NEW YORK, NY.- Leila Heller Gallery announces a major expansion with the opening of its second New York City gallery at 43 West 57th Street, a six-floor gallery space that is amongst the largest in New York.
The new Gallery is debuting with an exciting inaugural exhibition entitled Look at Me: Portraiture from Manet to the Present. This expansive exhibition spans almost two centuries with over 200 art works by 170 artists.
The Leila Heller 57th Street Gallery is an 18,000 square foot space, with unique multi-dimensional capability, including a 60-seat theater/auditorium and a full-floor project space for the purpose of showcasing exhibitions by emerging artists and curators.

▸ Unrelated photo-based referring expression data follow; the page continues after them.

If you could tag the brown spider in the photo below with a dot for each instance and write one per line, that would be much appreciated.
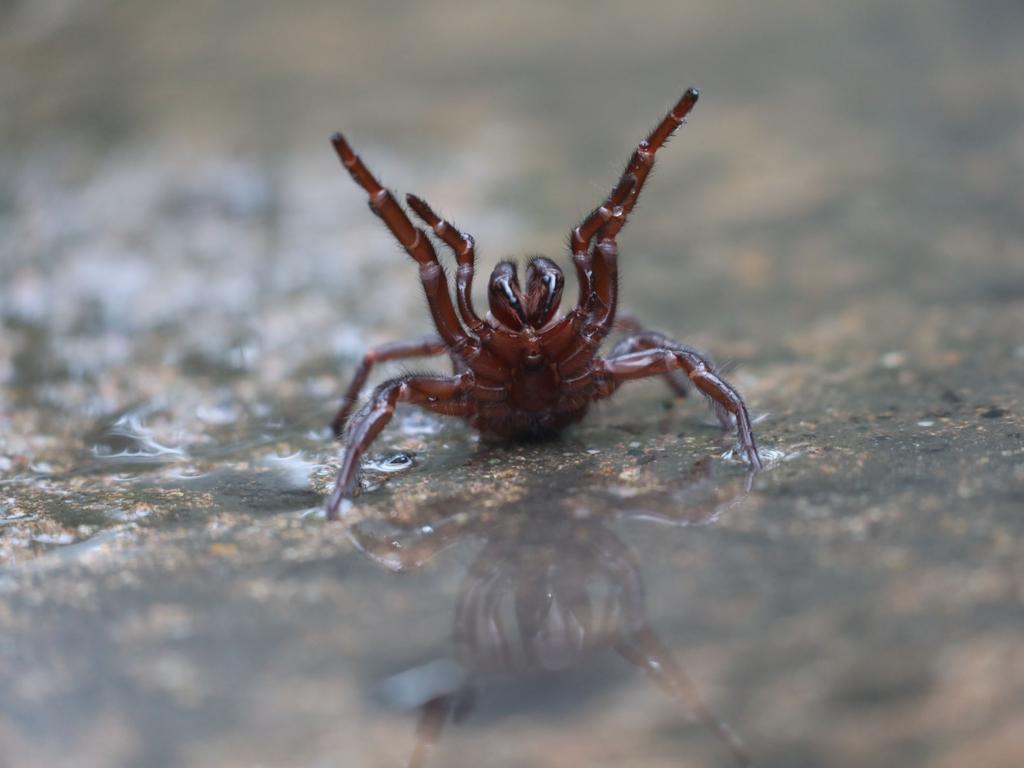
(524, 371)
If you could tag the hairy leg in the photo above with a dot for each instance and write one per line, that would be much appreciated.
(602, 260)
(438, 393)
(606, 247)
(643, 339)
(396, 350)
(464, 248)
(700, 371)
(417, 244)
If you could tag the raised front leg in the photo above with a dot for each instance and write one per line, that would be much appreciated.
(417, 244)
(699, 370)
(438, 393)
(393, 351)
(464, 248)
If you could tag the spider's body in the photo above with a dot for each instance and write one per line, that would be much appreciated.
(524, 371)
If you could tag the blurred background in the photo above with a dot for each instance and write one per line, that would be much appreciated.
(187, 279)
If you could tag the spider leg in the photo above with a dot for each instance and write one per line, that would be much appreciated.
(396, 350)
(464, 248)
(700, 371)
(564, 340)
(601, 273)
(438, 393)
(643, 339)
(649, 340)
(606, 247)
(417, 244)
(643, 158)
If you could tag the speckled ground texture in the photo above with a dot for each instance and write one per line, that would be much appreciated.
(187, 279)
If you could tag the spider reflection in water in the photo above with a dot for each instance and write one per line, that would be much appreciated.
(547, 591)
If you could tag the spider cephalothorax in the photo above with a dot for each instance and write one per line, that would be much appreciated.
(523, 371)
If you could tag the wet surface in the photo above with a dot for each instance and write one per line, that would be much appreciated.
(187, 280)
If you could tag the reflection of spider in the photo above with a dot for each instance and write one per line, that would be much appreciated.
(525, 371)
(547, 592)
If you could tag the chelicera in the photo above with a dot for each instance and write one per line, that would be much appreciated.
(524, 371)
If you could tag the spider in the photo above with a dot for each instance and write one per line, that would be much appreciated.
(524, 371)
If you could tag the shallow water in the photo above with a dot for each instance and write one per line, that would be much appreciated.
(188, 280)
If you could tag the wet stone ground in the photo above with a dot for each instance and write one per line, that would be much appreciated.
(187, 280)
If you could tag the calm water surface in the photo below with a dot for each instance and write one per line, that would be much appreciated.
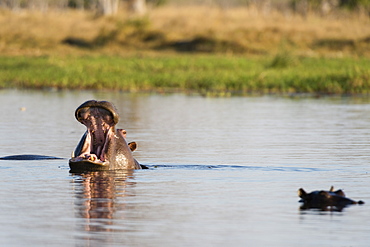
(224, 172)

The inaugural portraiture exhibition is curated by Beth Rudin DeWoody, collector and art institution trustee, and Paul Morris, a founding Director of the Armory Show, who is advising the Gallery as an ongoing curatorial consultant. The exhibition has been installed across both Leila Heller Gallery locations. The exhibition opened to the public on Wednesday, May 6 at 43 West 57th Street and on Thursday, May 8 at 568 West 25th Street and runs through August.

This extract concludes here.